Sophia Zhao

I click on the picture of a girl sitting next to a bunch of flowers, with electric blue headphones, smiling with her eyes closed, “Relax & Unwind” in thick brown letters in the top right corner. The Spotify playlist description reads: “Melodies to let your worries and cares slip away.”

In the basement of Becton, I look at the gray concrete walls, which is not necessarily a sight conducive to letting your “worries and cares” melt away. We all have those “worries and cares” that can be a little stubborn and refuse to go away with the swiftness of a slip. Staring at the walls, I realize that I sometimes don’t show myself enough kindness to fully relax and unwind, especially when every single thing in my life seems to devolve  into a problem. I look around and see friends who, like me, don’t take the time to unwind. Sometimes I see strangers in the library, on the street and in class who look visibly stressed. 

So in case you happen to be a Yale student who is stressed, which I know is a small subset of the student population, here are some personal ideas to let your “worries and cares slip away” as the Spotify playlist description suggests. 

I usually start with detangling the thoughts, feelings and ideas that are floating inside my mind. At times everything becomes so inseparable that I stop functioning properly. That’s when I take naps! I feel like there is a certain quality to taking naps that reminds me of the “this thing did not shut down correctly, do you want to report the error” message you receive when an app stops functioning. When all you want is to detangle your ideas and feelings, naps usually aren’t the most useful and enlightening option. But I almost always wake up with a little more energy, slightly more patience, a pillowcase mark on my face and the inevitable “this thing did not shut down correctly, do you want to report the error” message. I am this thing. You are this thing. At this point in the semester, we all are these things.

As much as I enjoy running away from my problems, when I actually want to confront my worries, I journal, a passion that is currently becoming my one and only character trait. My journaling doesn’t begin with “dear diary,” though. It hasn’t since 2009. It’s more of an “I have to write–sketch–draw–doodle whatever’s happening inside of me” situation. My journals must be the most chaotic lumps of paper I’ve ever seen, but they are the lumps of paper that allow me to let out what is consuming me. Sometimes it’s writing pages and staring down at New Haven from the top of East Rock; other times it’s doodling random cartoon characters around sentences that try and describe my worries as I dig into an entire scoop of Arethusa ice cream. 

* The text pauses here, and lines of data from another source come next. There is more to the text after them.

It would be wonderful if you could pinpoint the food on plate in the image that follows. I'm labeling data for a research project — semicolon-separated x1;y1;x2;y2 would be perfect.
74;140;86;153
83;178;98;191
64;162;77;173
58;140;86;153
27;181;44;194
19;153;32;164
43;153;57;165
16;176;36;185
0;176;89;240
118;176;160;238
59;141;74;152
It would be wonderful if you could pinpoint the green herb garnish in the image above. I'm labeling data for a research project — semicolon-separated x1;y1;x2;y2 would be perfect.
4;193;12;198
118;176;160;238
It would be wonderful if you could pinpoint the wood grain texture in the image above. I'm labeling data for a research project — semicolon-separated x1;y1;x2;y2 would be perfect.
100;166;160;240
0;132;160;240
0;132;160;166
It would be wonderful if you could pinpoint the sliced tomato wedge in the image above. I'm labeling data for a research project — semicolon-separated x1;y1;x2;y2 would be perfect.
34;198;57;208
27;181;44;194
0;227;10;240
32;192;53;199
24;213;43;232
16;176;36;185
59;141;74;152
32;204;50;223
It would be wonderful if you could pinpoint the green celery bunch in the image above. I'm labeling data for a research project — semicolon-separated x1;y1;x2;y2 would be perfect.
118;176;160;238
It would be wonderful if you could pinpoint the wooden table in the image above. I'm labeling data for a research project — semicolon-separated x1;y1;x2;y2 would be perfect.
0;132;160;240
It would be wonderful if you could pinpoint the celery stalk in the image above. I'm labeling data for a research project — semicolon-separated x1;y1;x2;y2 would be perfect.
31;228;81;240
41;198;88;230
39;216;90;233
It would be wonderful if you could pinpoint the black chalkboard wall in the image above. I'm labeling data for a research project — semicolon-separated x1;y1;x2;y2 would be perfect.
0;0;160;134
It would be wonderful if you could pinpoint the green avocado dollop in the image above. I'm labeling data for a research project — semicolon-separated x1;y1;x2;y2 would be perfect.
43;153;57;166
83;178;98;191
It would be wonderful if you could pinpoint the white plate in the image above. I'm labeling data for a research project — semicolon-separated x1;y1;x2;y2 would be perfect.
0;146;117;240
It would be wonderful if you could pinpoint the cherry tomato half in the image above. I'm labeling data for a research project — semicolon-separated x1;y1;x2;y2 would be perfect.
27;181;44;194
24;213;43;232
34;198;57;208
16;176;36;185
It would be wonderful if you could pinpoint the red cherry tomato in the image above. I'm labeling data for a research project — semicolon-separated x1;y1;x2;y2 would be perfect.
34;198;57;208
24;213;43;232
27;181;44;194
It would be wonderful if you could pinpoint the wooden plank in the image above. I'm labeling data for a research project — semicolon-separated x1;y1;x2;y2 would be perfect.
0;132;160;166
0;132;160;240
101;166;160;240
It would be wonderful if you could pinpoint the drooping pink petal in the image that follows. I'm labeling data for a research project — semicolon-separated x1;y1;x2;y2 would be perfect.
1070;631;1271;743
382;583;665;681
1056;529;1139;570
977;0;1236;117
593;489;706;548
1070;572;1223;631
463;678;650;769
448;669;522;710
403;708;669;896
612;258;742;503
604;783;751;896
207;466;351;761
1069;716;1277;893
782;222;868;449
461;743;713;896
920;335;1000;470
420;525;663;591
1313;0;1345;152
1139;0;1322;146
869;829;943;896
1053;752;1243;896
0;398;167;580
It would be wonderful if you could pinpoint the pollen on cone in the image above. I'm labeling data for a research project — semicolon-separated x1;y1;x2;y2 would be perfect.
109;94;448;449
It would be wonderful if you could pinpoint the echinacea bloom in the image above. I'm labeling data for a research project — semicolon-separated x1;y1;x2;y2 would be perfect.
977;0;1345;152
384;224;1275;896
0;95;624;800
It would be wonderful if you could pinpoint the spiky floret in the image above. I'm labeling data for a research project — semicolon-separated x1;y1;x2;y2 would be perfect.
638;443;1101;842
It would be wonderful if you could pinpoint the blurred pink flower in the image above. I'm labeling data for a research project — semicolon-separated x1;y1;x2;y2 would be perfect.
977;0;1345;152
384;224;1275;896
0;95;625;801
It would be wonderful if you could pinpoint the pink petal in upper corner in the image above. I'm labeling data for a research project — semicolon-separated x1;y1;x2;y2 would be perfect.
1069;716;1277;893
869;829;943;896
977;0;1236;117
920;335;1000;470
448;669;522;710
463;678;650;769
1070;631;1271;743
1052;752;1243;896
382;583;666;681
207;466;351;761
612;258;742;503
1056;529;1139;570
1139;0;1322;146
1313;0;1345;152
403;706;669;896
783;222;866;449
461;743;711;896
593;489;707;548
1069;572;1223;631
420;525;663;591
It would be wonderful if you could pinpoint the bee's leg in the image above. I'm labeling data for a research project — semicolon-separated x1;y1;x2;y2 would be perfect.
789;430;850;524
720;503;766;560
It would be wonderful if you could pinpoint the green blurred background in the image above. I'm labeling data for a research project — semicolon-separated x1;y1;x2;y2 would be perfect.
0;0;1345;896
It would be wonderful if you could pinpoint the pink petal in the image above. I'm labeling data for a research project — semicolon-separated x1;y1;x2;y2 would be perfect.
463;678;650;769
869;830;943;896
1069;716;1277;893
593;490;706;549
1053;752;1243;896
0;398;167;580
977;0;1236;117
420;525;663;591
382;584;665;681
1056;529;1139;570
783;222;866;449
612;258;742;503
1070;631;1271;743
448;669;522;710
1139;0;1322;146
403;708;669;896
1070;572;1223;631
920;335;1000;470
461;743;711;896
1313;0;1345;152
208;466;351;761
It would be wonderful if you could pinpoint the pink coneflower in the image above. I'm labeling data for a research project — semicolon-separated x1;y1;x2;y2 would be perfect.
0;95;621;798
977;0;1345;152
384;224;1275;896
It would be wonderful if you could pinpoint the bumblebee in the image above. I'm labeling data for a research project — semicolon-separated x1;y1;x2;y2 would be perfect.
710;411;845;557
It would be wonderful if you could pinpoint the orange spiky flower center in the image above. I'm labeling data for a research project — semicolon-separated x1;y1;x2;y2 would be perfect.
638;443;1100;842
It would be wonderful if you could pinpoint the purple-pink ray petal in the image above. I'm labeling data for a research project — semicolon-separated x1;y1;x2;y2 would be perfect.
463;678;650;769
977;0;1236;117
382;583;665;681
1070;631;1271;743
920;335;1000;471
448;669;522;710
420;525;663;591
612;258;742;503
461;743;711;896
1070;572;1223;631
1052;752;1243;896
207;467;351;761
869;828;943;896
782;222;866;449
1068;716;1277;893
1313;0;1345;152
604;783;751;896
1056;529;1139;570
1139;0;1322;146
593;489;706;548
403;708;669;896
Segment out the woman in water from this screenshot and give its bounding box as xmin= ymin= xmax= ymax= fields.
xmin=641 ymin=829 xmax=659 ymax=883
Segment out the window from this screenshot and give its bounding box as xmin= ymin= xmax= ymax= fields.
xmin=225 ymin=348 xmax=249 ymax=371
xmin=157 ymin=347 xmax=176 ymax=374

I write down quotes from movies, stanzas from poems I’ve read, one-liners from my friends. I write down my thoughts when I can’t stop thinking about certain things or when I want to talk to people I no longer talk to. I draw random lines, circles and spirals when I have feelings inside me that I can’t yet put into words. Those pages look like my journal took a trip to daycare and was experimented on. And that helps me relax, unwind. It lets my “worries and cares slip away.”

You don’t even have to have a physical journal. Get scraps of paper, doodle on the back of this newspaper, fill in the margins of those readings you didn’t do, write frustrations on the empty pages of your old bluebooks.

There are times, however, in which I can’t even pinpoint what my worries are. My mind is occupied with the immediate things I have to do during the day. That’s when I take long — sometimes several-mile-long — walks. Sometimes on my own, sometimes with friends. Walking and thinking, walking and talking… There is something in walking that lets ideas flow. There is something even more liberating in a walk when you don’t have to travel from point A to point B. Try going on meaningless walks — it could offer you a peaceful moment of solace and reflection.

I believe, as the last item on this list, it is appropriate to actually leave you with a few songs to “let your worries and cares slip away”: “Parfum thérémine” by L’Impératrice; “Melody noir” by Patrick Watson; “Unintended”  by Muse; and my all time favorite “On Every Street” by Dire Straits.

Take a deep breath, listen to the music and unwind for just a moment. I don’t know you — I don’t even know if you’ve read this far into this list — but you’ve got this!